今私たちが話している日本語の語彙や言い回しの中には、中国の故事を起源とするものがたくさんあります。このコーナーでは、それらをわかりやすくご紹介します。ここに掲載する文章は主に、2009~2013年の間に書いたもので、当時の社会情勢に絡めて執筆しています。執筆年月日は各記事末に記載していますので、タイムスリップしてお読みいただけたら幸いです。
「あまり後ろから押し付けられる息苦しさに、時々背伸びをしようとしたり、肩を揺す振らうとして見るが、立錐の余地もない雑沓(ひとごみ)で、殆んど身動きが出来ぬ。まるで枷を篏められたやうである。」
これは、谷崎潤一郎の『Dream Tales』の一節である。後に続く「右や左の人の体が、びツたりと私にくツ着いて居る。~何処迄が自分の体で、何処までが他人(ひと)の体だか、判らない位である。」という描写からも、いかに「立錐の余地もない」ほどに込み合っていたかがわかる。
「立錐の余地もない」とは、「錐(きり)を立てることもできないほどに土地や場所が狭い」ということで、次の故事が語源だと言われる。
楚の項羽に包囲されてしまった漢の劉邦は、どうすればいいか、論客の酈食其(レキイキ)に相談したところ、酈食其は次のように進言した。
「今、秦は徳を失い義を捨てて、各国に攻め入り、六国(韓・魏・燕・趙・斉・楚)の子孫を滅ぼし、【錐を立てるだけのわずかな土地さえ与えなかった】。今、六国を復興させれば、その子孫たちが感謝するであろうし、楚の項羽も襟を正して仕えるようになるだろう。」(史記・留侯世家)
【 】で囲んだ部分の原文が「使無立錐之地」(立錐の地無からしむ)で、ここから、「立錐の余地もない」という表現が生まれたとされる。
ところで、この話には続きがあり、劉邦は一旦は酈食其の進言を聞き入れたが、参謀の張良が理由を八つ並べてその進言を否定したことから、劉邦は酈食其を「えせ儒学者」と罵ったのである。
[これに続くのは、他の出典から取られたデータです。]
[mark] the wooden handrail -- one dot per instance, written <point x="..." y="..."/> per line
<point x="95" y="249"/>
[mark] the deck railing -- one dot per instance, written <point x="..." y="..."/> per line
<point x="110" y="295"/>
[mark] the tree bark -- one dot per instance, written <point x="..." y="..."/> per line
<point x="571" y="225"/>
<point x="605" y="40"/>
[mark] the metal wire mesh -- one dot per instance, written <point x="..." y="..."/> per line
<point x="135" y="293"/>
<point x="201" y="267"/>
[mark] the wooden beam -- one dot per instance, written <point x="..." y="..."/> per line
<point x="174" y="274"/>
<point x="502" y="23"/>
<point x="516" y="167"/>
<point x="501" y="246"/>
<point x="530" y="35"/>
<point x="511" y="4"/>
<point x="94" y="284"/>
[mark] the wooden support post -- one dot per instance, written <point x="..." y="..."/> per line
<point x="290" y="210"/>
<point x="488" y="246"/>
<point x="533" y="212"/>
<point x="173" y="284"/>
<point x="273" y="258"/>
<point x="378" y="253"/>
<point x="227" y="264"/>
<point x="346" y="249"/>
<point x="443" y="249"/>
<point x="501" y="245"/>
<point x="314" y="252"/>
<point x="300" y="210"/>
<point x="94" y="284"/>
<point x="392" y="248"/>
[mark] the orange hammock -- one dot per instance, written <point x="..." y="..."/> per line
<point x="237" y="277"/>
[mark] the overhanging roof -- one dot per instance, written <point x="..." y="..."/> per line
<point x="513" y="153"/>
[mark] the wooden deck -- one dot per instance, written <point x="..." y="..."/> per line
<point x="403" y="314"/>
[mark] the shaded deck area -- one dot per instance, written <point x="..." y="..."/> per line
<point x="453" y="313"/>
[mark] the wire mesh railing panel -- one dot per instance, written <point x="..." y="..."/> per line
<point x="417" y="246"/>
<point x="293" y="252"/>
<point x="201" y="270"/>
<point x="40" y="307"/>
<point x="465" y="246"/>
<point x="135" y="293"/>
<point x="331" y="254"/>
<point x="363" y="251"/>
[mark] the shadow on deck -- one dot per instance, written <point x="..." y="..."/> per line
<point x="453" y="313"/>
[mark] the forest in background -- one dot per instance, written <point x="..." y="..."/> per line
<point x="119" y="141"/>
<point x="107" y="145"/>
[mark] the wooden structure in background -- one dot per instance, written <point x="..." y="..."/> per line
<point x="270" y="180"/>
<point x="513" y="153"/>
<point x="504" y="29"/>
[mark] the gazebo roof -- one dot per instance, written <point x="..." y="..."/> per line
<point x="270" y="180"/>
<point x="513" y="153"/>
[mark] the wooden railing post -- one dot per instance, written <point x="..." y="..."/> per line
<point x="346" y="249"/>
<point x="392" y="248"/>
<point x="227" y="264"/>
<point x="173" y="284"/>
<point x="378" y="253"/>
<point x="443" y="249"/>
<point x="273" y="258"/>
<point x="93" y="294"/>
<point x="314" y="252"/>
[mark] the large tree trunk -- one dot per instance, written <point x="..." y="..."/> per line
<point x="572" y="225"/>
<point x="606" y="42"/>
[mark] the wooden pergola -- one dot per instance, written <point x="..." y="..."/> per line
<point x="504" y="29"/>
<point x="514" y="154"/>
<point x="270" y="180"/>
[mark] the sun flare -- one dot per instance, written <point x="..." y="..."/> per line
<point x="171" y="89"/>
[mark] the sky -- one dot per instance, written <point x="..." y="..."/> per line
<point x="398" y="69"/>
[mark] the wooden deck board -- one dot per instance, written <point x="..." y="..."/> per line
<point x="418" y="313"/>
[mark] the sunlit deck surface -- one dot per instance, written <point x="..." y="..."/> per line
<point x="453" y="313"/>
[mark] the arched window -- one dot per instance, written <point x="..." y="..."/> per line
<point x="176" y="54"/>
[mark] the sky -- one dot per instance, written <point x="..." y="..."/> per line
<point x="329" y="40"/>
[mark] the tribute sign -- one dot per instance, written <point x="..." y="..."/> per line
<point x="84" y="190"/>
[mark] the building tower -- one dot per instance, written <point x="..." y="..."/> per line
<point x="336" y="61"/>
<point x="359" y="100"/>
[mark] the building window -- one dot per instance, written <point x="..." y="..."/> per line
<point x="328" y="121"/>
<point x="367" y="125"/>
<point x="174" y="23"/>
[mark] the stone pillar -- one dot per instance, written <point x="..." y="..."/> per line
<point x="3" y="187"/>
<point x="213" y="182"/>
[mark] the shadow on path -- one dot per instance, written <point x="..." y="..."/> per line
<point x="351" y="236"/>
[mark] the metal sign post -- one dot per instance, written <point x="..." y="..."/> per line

さて、冒頭の「立錐の余地もない雑沓(ひとごみ)」ですぐさま私の脳裏に浮かぶのは、香港で2019年6月から半年続いた反政府デモの光景である。
立錐の余地もないほどにそびえ立つビル群の谷間に、立錐の余地もないほどに多くの民衆が繰り出して、言論の自由・民主を抑え込むための条例の制定に反対したわけだが、「一国二制度」を反故にする北京の厚顔で横暴な策略によって、民主活動家が次々に不当に逮捕され、完全に抑え込まれてしまった。
その後、香港では民主派メディアが次々に廃刊に追い込まれ、先月行われた香港立法会選挙では、親中派が99%にあたる89議席を占めるに至った。最早、かつての活気あふれる自由な香港は消し去られてしまった。残念でならない。